The accused was convicted pursuant to his pleas, entered in accordance with a pretrial agreement, of behaving himself with disrespect toward a superior commissioned officer and communicating a threat, in violation of Articles 89 and 134, Uniform Code of Military Justice, 10 U.S.C. §§ 889 and 934, and, contrary to his pleas, of sleeping on post, in violation of Article 113, Uniform Code of Military Justice. He was sentenced to a bad-conduct discharge, confinement at hard labor for 3 months, and forfeiture of *650$248.00 per month for 3 months. Although the pretrial agreement provided for suspension of the. discharge, the convening authority approved the sentence adjudged, including an unsuspended discharge, after invoking a post-trial misconduct provision which voided the agreement. Contrary to the recommendation of the staff judge advocate that the findings of the Article 113 violation be modified, the supervisory authority approved the sentence without change and the findings by implication.1
We reject the accused’s contention that the clause in the pretrial agreement, providing that his post-trial misconduct before the date of the convening authority’s action would nullify the agreement, was void as against public policy. United States v. Jacox, 5 M.J. 537 (N.C.M.R.1978). See also, United States v. Pryor, 3 M.J. 737 (N.C.M.R.1977). Although the military judge’s inquiry into the terms of the pretrial agreement, including the post-trial misconduct clause, could have been more detailed, it was adequate.

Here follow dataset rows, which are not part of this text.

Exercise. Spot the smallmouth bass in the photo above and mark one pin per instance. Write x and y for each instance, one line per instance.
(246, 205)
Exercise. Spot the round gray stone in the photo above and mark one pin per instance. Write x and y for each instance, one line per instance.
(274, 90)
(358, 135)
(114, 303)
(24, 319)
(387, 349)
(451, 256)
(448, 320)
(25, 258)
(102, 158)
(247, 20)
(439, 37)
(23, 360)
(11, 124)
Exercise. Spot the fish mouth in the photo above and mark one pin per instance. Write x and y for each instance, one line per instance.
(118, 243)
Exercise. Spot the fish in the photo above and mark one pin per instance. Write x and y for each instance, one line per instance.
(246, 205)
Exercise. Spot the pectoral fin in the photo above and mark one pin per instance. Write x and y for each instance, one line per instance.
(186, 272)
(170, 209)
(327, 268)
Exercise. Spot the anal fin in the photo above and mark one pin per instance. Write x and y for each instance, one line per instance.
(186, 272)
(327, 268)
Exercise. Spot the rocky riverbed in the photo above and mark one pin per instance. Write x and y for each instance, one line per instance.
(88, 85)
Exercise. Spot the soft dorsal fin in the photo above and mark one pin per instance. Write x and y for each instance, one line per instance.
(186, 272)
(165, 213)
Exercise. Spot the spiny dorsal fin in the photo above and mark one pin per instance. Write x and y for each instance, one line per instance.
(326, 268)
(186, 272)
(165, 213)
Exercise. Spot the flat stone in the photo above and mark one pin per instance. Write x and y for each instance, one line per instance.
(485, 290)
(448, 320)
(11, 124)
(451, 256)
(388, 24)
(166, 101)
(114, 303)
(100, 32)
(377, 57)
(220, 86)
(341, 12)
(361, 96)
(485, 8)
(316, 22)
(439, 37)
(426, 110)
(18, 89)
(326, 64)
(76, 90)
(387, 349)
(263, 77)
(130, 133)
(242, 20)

It appears, however, that contrary to the requirements of United States v. Goode, 23 U.S.C.M.A. 367, 50 C.M.R. 1, 1 M.J. 3 (1975), the convening authority based his decision not to honor the sentence-suspension provision in the pretrial agreement on, among other things, matter which the accused was not afforded the opportunity to rebut before the convening authority took his action. Inasmuch as the accused had his best opportunity to obtain clemency at the convening authority level, the error' could not be remedied by affording him an opportunity for rebuttal after the convening authority acted, unless the convening authority’s action were set aside. In view of the length of time that has elapsed since the trial, alleged post-trial misconduct, and action of the convening authority, the ends of justice will best be served by modifying the approved sentence at this level in accordance with the sentence suspension provision in the pretrial agreement, vice returning the record for another convening authority’s action. Cf. United States v. Scott, 4 M.J. 205 (C.M.A.1978).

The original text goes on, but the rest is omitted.